YouTube changes that. These small videos add color, motion, sound, and feeling to stories that once used to be static on a page or rendered in an over-dramatic TV movie. Now, the person going through the transition has control of the camera and what they want to include, what they want to take out, and how they want to show it. “If making videos changed me in any conscious way, I would absolutely say it has led me to live a genuine, honest life and to never fear speaking my truths,” Kergil says.

YouTube is a serial medium. There is no distinct beginning or ending—there is only the time between when the camera starts rolling, and when it stops. YouTube frees the often stagnant narrative structure of the autobiography and allows the transgender subject, and their audience, a better window into a world where people really live.

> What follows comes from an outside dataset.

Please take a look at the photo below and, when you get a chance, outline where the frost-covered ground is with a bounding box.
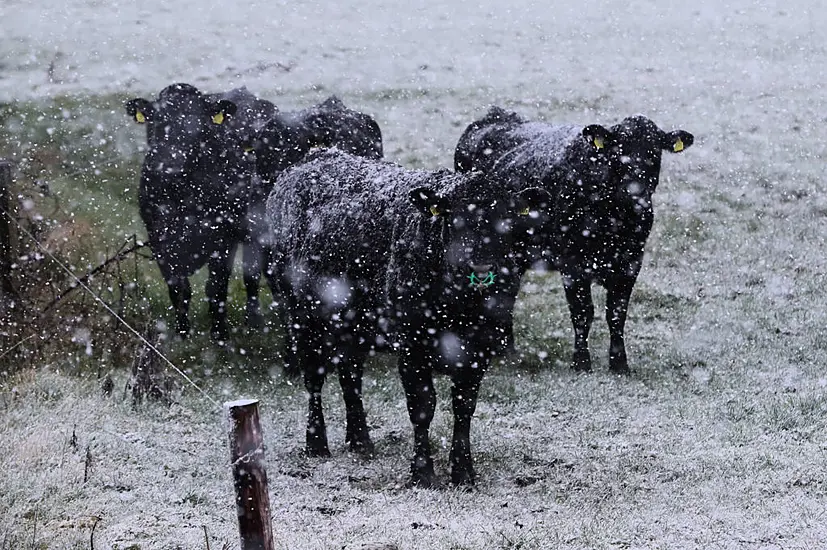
[0,0,827,550]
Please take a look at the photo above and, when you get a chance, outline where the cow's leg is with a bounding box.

In a YouTube video that quickly made its way to UpWorthy.com, Kergil talks at length about his five-year transition. “This is me,” he says as a picture of himself as a young child with a broom flashes by, “sweeping away the gender binary.” He goes on to document his childhood as a “tomboy” who demanded to be called “Mike” and how he came to the difficult decision to transition. “I made an attempt to be happy [as a girl], even though I didn’t think something was right.” After meeting someone else who was transgender, Kergil realized he could “actually be how I feel.”

Now, after the many years it has taken to get this far, Kergil states that “Being out, being proud is what I wanted to do. I was already out there on YouTube. People would find it eventually and I really just wanted to own my present, my past, and my future.”

Other transgender vloggers have also added their contribution to this collective form that rewrites the standard autobiography. When starting testosterone, uppercaseCHASE1 took a photo of himself every day for a year to document his transition. Once completed, he linked all the photographs together, set it to music, and then uploaded it for others to watch. His video emphasizes the fact that gender transition doesn’t happen overnight. Kergil has also noted the allure of self portraits: “When I was on testosterone, I began taking a lot of selfies.” Much like vlogging, selfies give people control over their image.

Another common feature in these YouTube autobiographies is counting and marking dates. In many of his earlier videos, Kergil utters some form of the quotation, “This is my voice, [x] months/weeks/years on T.” His declarations are used to document the ways in which T (testosterone injections) have changed his vocal chords. This is something deeply personal (“my voice”), but the act of speaking to an audience also suggests that his change means nothing unless it is heard.

This is why YouTube and the small community of transgender people making, commenting, and forming this online community is so important. By having a YouTube community freely accessible to those with an internet connection and the willingness to look, it’s possible to begin to understand our coworkers, friends, neighbors, and even ourselves a little more. Kergil notes that at the end of his transition video, too:

“So through this roller-coaster of a life, from transitioning from female to male, through everything, I finally am happy and looking at where I have been, where I am now, and where I am going, I can honestly say that every single bit of this journey has been worthwhile. I hope someday that it won’t be as hard for others as sometimes it was for me. But it’s been worth it, and I wish this sort of happiness for anyone regardless of your identity.”

This is not the end for Skylar Kergil; merely the end of one video. He will continue to make music, art, and drink from his “BONK!” coffee mug in the morning. And with the help of YouTube, his fans will hopefully continue to see his future, as long as he allows us to look.